By Dave Andrusko
It’s happened before, so it came as little surprise that as the Supreme Court whittled its way through its remaining “controversial” cases yesterday, the justices left until next week–the last week of the current session–its ruling on Texas’s pro-life HB 2.
If you were to take the abortion blogosphere and the mainstream media (actually, one in the same) at their word, should the eight-member court upholds the 2013 law in Whole Woman’s Health v. Hellerstedt, life as the Abortion Industry has known it will end.
Ignoring the apocalyptic language, in fact if the two components of HB 2 under challenge by Texas abortion providers are upheld, it means abortion clinics in Texas will be held to minimal thresholds of patient safety.
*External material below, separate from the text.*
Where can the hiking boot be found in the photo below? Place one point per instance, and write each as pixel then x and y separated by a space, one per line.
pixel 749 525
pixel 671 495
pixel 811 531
It would mean that the memory of convicted murderer Kermit Gosnell has not been dumped down the memory hole and conveniently forgotten. It would mean that all the scare language opponents used had not overcome the facts.
Let me explain.
The linchpin of the hysteria campaign is that HB 2 is responsible for the closing of as many as 20 Texas abortion clinics and for longer patient wait times.
The former assertion was directly challenged at oral arguments by Justice Alito and poorly responded to by Center for Reproductive Rights’s attorney Stephanie Toti. Toti eventually was forced to admit she had failed to provide direct evidence linking any closures to the parts of the law that have been challenged.
What are the two components challenged? One component it is not is the one which prohibits killing unborn children who have reached the developmental milestone of being able to feel pain which substantial medical evidence places at 20 weeks, if not earlier.
Could it be that pro-abortionists were and are leery about taking on a law that clearly demonstrates that the pain-capable unborn child is a living member of the human family worthy of protection?
What they did challenge is familiar to readers of NRL News Today and NRL News: (1) that abortion clinics meet the same building standards as ambulatory surgical centers, and (2) that abortionists have admitting privileges at a hospital within 30 miles for situations of medical emergencies.
The former, we’re told, is too expensive and unnecessary, the latter is too onerous and also unnecessary.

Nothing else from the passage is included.